O mineral estratégico define movimentos no grande xadrez da corrida pelos recursos que moverão o mundo num futuro que já está aqui. Vilma Gruzinsky:
A
China tem 35% das reservas mundiais de lítio e 93 “giga-fábricas” que
produzem baterias de lítio-íon, o “petróleo do futuro” que alimenta
praticamente tudo, de celulares a notebooks, de câmeras a carros
elétricos. Os Estados Unidos têm quatro dessas fábricas.

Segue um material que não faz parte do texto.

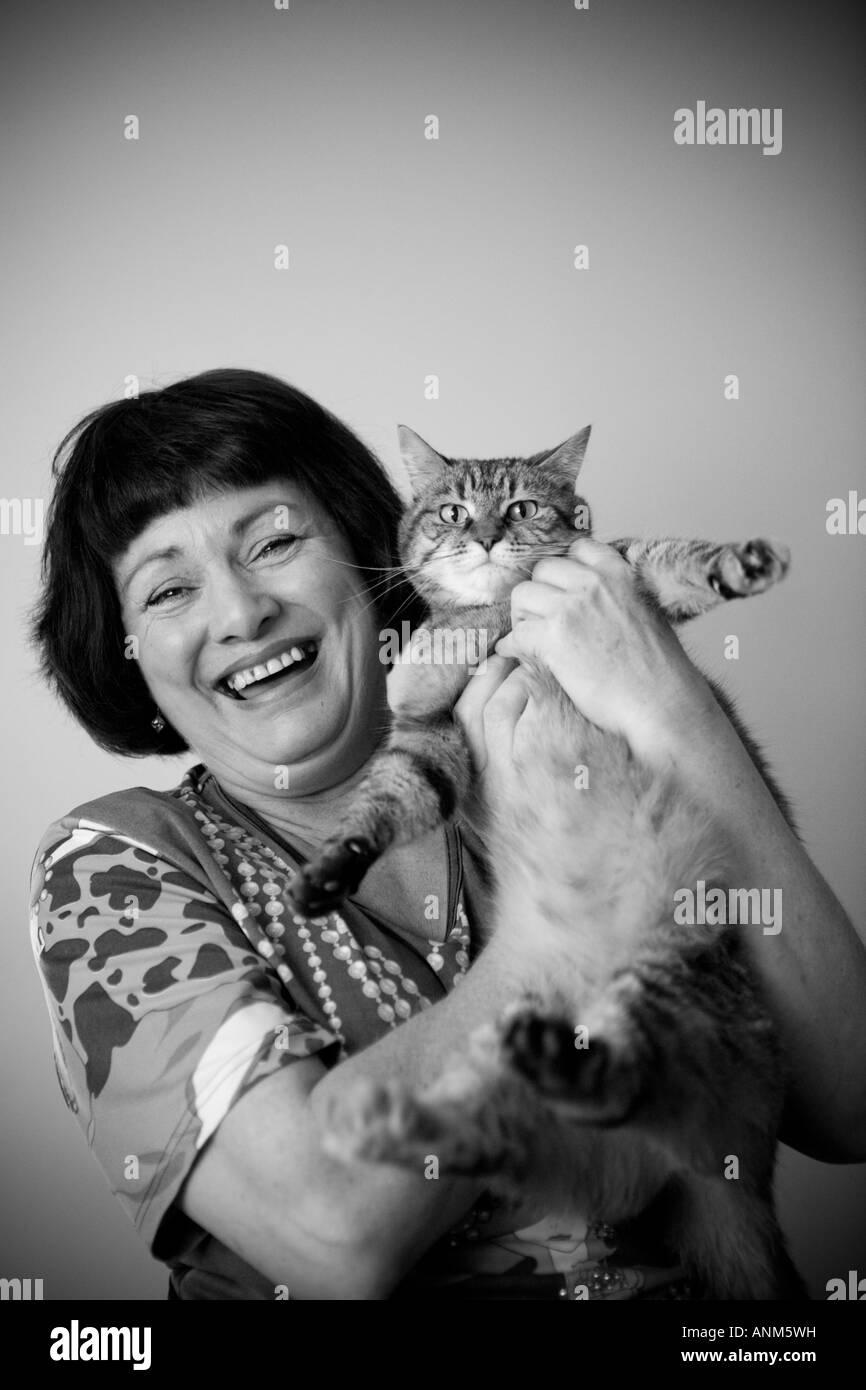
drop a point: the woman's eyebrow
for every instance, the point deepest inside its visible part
(173, 552)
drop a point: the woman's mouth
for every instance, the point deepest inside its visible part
(280, 669)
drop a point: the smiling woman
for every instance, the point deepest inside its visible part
(241, 544)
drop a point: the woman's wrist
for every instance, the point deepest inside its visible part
(681, 715)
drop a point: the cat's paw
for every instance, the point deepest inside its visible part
(331, 876)
(584, 1083)
(376, 1122)
(385, 1123)
(740, 570)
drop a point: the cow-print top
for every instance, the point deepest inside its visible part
(177, 975)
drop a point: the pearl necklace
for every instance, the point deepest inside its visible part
(380, 977)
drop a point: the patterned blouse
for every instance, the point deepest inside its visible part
(177, 975)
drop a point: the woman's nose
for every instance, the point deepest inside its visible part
(238, 609)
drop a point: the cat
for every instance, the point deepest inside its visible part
(677, 1068)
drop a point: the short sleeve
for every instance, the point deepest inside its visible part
(163, 1014)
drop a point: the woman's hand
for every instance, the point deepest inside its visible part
(619, 662)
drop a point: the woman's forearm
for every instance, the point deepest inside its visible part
(812, 961)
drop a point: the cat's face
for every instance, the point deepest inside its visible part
(476, 527)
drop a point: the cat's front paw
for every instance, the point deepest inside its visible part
(331, 876)
(740, 570)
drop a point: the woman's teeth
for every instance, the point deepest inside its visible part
(239, 680)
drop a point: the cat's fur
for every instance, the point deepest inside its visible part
(683, 1069)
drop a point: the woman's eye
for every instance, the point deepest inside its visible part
(280, 544)
(164, 594)
(453, 513)
(521, 510)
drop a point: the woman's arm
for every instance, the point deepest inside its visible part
(323, 1228)
(627, 672)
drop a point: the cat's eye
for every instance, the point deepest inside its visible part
(521, 510)
(453, 513)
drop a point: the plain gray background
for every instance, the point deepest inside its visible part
(452, 257)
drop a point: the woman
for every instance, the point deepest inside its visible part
(216, 577)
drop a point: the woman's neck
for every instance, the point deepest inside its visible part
(309, 819)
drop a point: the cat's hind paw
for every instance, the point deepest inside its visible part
(740, 570)
(331, 876)
(584, 1083)
(377, 1123)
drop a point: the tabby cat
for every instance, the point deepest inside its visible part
(683, 1068)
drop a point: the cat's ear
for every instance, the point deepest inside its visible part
(421, 462)
(569, 456)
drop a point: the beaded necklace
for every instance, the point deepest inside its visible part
(259, 911)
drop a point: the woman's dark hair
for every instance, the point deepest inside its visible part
(134, 460)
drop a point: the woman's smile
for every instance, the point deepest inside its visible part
(257, 640)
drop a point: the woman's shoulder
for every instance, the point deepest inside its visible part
(163, 824)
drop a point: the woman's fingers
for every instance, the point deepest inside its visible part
(469, 709)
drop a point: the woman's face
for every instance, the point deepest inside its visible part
(238, 581)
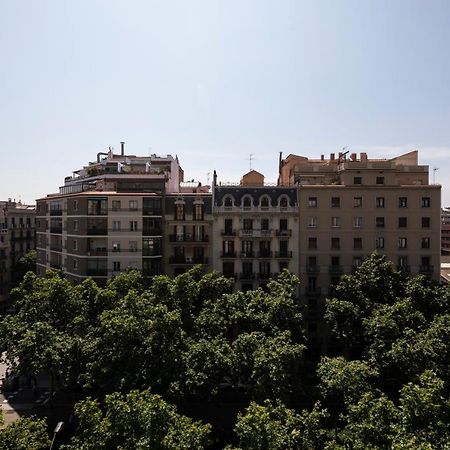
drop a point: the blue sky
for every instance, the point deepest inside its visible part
(214, 81)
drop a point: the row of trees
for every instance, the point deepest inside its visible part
(140, 355)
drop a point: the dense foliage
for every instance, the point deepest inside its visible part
(140, 354)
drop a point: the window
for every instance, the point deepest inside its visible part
(335, 222)
(425, 243)
(248, 224)
(357, 243)
(402, 222)
(179, 211)
(335, 243)
(379, 222)
(312, 243)
(379, 242)
(97, 207)
(198, 211)
(228, 202)
(264, 203)
(426, 222)
(357, 222)
(402, 243)
(335, 202)
(312, 222)
(247, 203)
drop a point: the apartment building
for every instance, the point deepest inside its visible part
(108, 216)
(17, 237)
(256, 232)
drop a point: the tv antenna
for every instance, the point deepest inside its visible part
(435, 169)
(250, 159)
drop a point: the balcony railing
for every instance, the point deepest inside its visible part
(426, 269)
(284, 233)
(335, 269)
(286, 254)
(228, 232)
(97, 231)
(228, 254)
(265, 254)
(247, 276)
(97, 272)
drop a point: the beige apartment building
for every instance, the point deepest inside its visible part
(17, 237)
(256, 230)
(108, 216)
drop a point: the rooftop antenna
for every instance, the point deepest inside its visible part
(250, 159)
(435, 169)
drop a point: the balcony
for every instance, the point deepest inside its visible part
(247, 276)
(179, 259)
(188, 238)
(284, 233)
(426, 269)
(264, 276)
(228, 254)
(151, 231)
(97, 272)
(255, 233)
(335, 269)
(285, 254)
(97, 231)
(228, 232)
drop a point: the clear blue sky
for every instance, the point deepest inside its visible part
(214, 81)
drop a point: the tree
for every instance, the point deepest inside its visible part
(275, 427)
(136, 421)
(26, 433)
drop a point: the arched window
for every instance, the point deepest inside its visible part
(264, 202)
(247, 202)
(283, 202)
(228, 201)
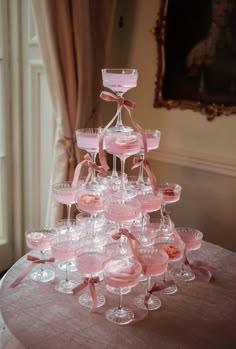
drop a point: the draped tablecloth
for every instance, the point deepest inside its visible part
(200, 315)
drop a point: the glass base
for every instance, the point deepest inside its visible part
(184, 275)
(45, 275)
(153, 303)
(86, 300)
(119, 316)
(71, 266)
(116, 290)
(64, 286)
(170, 290)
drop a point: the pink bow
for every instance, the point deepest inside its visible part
(90, 282)
(157, 288)
(34, 261)
(121, 103)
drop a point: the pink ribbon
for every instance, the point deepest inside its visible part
(138, 161)
(121, 103)
(34, 261)
(157, 288)
(86, 162)
(90, 282)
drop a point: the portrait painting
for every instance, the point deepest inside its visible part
(196, 43)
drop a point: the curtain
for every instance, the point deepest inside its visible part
(75, 39)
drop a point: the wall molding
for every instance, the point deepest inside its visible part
(196, 160)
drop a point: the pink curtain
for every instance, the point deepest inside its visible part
(74, 37)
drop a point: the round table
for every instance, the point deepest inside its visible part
(200, 315)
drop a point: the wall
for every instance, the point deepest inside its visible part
(198, 154)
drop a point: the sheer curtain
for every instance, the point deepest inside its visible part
(75, 39)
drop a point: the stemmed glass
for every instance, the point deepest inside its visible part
(119, 81)
(88, 139)
(40, 240)
(171, 193)
(153, 141)
(173, 246)
(65, 193)
(119, 273)
(123, 145)
(65, 247)
(90, 258)
(154, 262)
(192, 239)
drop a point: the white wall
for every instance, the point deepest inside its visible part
(198, 154)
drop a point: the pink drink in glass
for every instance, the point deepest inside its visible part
(171, 192)
(65, 250)
(191, 237)
(88, 140)
(39, 240)
(121, 210)
(119, 80)
(153, 261)
(123, 144)
(89, 202)
(90, 262)
(123, 272)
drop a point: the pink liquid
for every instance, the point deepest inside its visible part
(149, 202)
(90, 203)
(118, 273)
(152, 265)
(65, 196)
(121, 213)
(90, 262)
(119, 83)
(88, 141)
(39, 241)
(123, 145)
(65, 250)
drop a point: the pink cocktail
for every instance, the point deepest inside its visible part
(119, 80)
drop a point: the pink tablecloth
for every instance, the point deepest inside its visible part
(201, 315)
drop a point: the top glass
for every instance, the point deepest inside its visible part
(119, 80)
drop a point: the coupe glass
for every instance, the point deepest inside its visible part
(64, 247)
(40, 240)
(119, 273)
(65, 193)
(192, 239)
(154, 262)
(89, 261)
(173, 246)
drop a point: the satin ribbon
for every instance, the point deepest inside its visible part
(200, 266)
(121, 103)
(86, 162)
(157, 288)
(138, 161)
(90, 282)
(26, 271)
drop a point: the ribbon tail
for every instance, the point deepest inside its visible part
(22, 275)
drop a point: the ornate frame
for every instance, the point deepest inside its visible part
(210, 109)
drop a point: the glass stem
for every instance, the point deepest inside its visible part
(42, 257)
(68, 211)
(114, 172)
(120, 299)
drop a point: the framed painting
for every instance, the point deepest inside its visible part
(196, 43)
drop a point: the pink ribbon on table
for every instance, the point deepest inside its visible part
(90, 282)
(157, 288)
(86, 162)
(121, 103)
(138, 161)
(201, 266)
(26, 271)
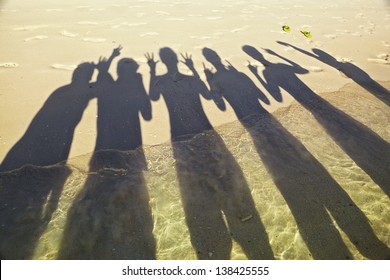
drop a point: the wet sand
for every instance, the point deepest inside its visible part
(299, 173)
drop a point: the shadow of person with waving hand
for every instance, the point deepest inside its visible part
(307, 187)
(350, 71)
(34, 171)
(212, 185)
(111, 217)
(366, 148)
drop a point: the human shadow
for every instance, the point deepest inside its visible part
(49, 136)
(29, 195)
(111, 217)
(311, 193)
(366, 148)
(212, 185)
(349, 70)
(28, 198)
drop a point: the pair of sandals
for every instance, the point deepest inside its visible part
(306, 33)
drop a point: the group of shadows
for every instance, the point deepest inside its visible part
(111, 217)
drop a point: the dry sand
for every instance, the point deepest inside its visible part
(42, 42)
(299, 145)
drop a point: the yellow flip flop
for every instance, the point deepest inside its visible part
(286, 28)
(307, 34)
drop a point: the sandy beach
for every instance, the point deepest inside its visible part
(306, 178)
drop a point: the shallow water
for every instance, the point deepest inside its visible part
(296, 184)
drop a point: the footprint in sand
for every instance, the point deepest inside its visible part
(69, 34)
(95, 40)
(29, 27)
(9, 65)
(386, 44)
(38, 37)
(87, 23)
(331, 36)
(149, 34)
(315, 69)
(382, 58)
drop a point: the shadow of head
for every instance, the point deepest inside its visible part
(126, 66)
(168, 56)
(83, 73)
(325, 57)
(211, 56)
(254, 53)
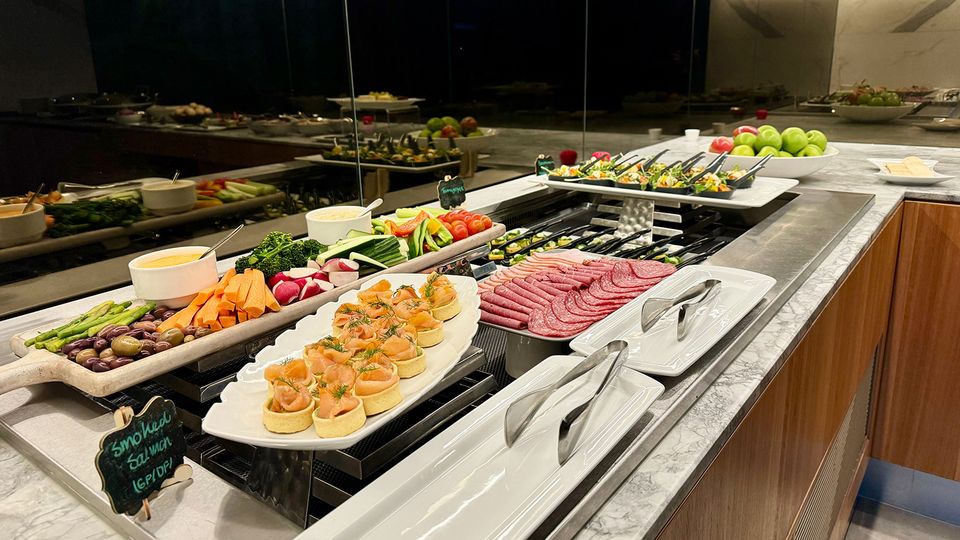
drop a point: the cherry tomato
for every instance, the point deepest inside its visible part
(475, 226)
(459, 233)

Só estes números já dão uma ideia de como a competição por um recurso vital está pendendo para o lado chinês.
A
recente e chocante guinada no Afeganistão impressionou o mundo com a
ascensão avassaladora do Talibã e o vexame da retirada às pressas dos
Estados Unidos, mas o verdadeiro xadrez geopolítico estava com o foco
concentrado no que existe debaixo da terra e não acima dela.
O
Afeganistão é o décimo-sexto país mais pobre do mundo, mas tem reservas
de terras raras avaliadas em 1 trilhão de dólares – um “detalhe” que
certamente não passou despercebido à China.
Estas
reservas incluem possivelmente o maior depósito de lítio do mundo. Para
comparar: o imenso Brasil saltou recentemente de 0,5% para 8% das
reservas mundiais, o que nos deixa em boa posição, mas ainda longe do
pódio. O maior produtor do lítio do mundo é o Chile, também campeão de
outra fera da condutividade, o cobre.
Cultivando
contatos com os ultrafundamentalistas desde que ficou claro que os
Estados Unidos cairiam fora do Afeganistão e os homens de turbante
retomariam o país inteiro, a China ganhou uma posição de incontestável
vantagem estratégica.
Como
os novos talibãs querem fazer negócios, em vez de se dedicarem
exclusivamente à implantação de uma teocracia islamista nos moldes do
século VI, como fizeram da primeira vez que conquistaram o poder, as
portas estão abertas para uma associação mutuamente vantajosa.
Com
o Afeganistão no bolso, a vantagem da China aumenta notavelmente. Tão
carente de vários recursos vitais, a China tem uma prodigiosa riqueza em
matéria de terras raras: 70% da produção global. Fornece 80% das
importações americanas desse recurso estratégico, o que faz de seu
grande adversário um potencial refém – já houve até um precedente, em
2010, quando o Japão foi deixado de castigo, temporariamente, por causa
de um incidente diplomático.
A
corrida pela energia renovável só aumenta o valor estratégico das
terras raras e dos minerais usados para produzir energia. Depois da
China, Brasil e Vietnã empatam em segundo lugar no mundo, com reservas
avaliadas em 22 milhões de toneladas.
Quem
souber aproveitar seus recursos fica bem aparelhado para a corrida
tecnológica – o grafeno já está na linha para substituir o lítio – e um
lugar decente no xadrez estratégico. Quem não souber, fará companhia ao
Afeganistão, um puxadinho atrasado da superpotência chinesa.